Trader Joe's Seriously Stuffed Peppers

Very very cute, and very very oily

Trader Joe’s Seriously Stuffed Peppers struck me as a particularly intriguing novelty when I stumbled on them the other day. Not only do they sound like something your industrious grandmother might prepare for Christmas dinner, but they look exactly like that too. Each jar is tiny and cute, topped with a bit of homely parchment rubber-banded around the lid. Inside the jar a dozen or so cherry peppers are packed to bursting with a whole olive, some garlic, and a caper or two. That seemed like it just might be delicious, so I picked it up.

What I wasn’t ready for was all the oil! Not unlike the dolmas I bought a while back, these tasty, European appetizers are somewhat ruined by the enormous amount of oil they’re packed in.

First the good stuff. These stuffed peppers are pretty dang tasty. Based on the smell alone, I was prepared for an intense blast of pickled flavor, or a blazing hot burst of heat. The reality is nothing of the sort – instead they’re mild, slightly bitter, slightly nutty, with a flavorful, zesty tail.

The bitterness comes from the cherry peppers, which don’t bring any heat, but only a mild taste and toothsome texture, with just a hint of bitterness that suggests they’ve been cooked slightly too long.

Trader Joe's Seriously Stuffed Peppers 2

Visible: Cherry pepper, Olive, Garlic, Caper, Pool of oil

Inside of these guys are the capers, olives and garlic. All three perform exactly how you’d expect – the olives and capers bring their salty, pungent taste and the garlic sneaks up behind you the moment you swallow to put a little bit of fire on the tongue. The result is very edible. Overall the stuffed peppers are much more mild than olives or capers are on their own,  much more flavorful than garlic, and much more complex and interesting than simple cherry peppers. All together, they make for a nice little antipasta – perfect for throwing on the side of some pasta or lamb.

Almost perfect, I should say.

As nice as they are, I have a serious problem with how oily these peppers are. What I thought was a pickle brine at first glace, turns out to be sunflower oil – thick and viscous, with a slightly nutty taste and a smell that starts fills the room as soon as you open the jar. We are talking about a heavy, heavy oil here, and it coats the peppers in a permanent glaze. Drip, dab or wipe a pepper all you want, and it will still glisten with a fine oily sheen. I’m not kidding – my fingers are slipping all over the keyboard as I write this. My girlfriend as a jar of oil she uses on her air, a mixture of coconut oil, argan oil, and macadamia oil, that is less oily than the oil in this jar.

Evidence of the oil’s impact is visible in the nutrition facts – each 4 pepper serving contains only 60 calories, but 40 of those calories are from fat. That’s a huge amount of fat to cram into what are, otherwise, nothing but vegetables. The sunflower oil also imparts its own flavor on the peppers – imbuing the whole thing with a nuttiness that doesn’t fit in with the rest of the flavor profile.
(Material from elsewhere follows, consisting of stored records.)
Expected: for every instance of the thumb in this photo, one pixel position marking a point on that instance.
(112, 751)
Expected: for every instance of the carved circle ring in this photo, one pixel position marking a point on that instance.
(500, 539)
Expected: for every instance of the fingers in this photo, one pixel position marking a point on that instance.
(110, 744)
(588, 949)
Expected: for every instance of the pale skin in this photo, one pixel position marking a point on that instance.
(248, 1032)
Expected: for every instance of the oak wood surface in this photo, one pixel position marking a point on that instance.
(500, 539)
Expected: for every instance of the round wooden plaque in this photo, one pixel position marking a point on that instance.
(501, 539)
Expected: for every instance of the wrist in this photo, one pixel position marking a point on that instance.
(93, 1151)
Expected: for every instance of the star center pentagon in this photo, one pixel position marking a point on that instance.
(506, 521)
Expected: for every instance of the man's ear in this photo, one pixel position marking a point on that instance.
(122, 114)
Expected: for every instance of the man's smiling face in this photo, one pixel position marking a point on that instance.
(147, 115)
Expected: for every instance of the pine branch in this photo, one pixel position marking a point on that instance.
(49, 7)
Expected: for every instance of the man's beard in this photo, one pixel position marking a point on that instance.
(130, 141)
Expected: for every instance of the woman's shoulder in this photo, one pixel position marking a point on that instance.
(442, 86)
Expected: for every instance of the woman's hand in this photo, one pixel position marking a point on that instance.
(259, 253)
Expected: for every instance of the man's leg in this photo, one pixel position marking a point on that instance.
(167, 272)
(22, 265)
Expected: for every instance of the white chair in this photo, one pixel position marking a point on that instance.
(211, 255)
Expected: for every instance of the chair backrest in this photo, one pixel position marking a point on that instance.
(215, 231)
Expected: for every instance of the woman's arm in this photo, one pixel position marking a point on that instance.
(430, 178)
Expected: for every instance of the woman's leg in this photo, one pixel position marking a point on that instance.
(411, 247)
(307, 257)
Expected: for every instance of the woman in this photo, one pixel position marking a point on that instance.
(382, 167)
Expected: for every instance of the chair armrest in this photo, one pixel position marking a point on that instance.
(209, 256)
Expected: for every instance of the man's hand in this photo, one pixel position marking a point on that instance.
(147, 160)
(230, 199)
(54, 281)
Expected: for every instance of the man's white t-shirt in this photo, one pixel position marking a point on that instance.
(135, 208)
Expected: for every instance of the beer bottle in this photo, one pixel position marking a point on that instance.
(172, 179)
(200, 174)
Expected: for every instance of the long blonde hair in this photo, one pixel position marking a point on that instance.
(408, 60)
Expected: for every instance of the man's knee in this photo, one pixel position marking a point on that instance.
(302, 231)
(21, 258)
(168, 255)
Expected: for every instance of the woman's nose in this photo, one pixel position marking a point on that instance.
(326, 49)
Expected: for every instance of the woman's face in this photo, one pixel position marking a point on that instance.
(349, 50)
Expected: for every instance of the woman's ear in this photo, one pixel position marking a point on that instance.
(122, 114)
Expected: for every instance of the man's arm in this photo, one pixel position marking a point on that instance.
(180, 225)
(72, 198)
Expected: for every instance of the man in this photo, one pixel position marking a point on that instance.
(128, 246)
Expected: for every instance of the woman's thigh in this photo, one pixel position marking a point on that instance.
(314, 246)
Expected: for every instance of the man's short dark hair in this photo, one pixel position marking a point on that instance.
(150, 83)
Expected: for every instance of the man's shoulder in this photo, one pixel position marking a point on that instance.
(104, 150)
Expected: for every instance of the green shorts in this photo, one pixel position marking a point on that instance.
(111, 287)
I do like these stuffed peppers, and I’d love to snack down on them, but there really doesn’t seem to be a good way to do that. It’s tricky to fish the peppers out of the jar without them falling apart – trying to get the oil off of them without ruining their delicate construction is even harder. Leaving the oil on is always, an option, but the result is a big pool of oil on your plate or running down your finger. That’s not the end of the world, obviously, but it does limit how you eat and serve them.

Between the very pretty packaging and the beautifully stuffed peppers, this is dish looks wonderful in the jar sitting on your self. Unless you have a pressing need for antipasta, however,  I’d recommend leaving them there.


 

The Breakdown

Would I Recommend It: Not really – it’s okay, but not worth the hassle.

Woudl I Buy It Again: No, it’s much too oily for me.

Final Synopsis: Very nice as décor – not as good as food.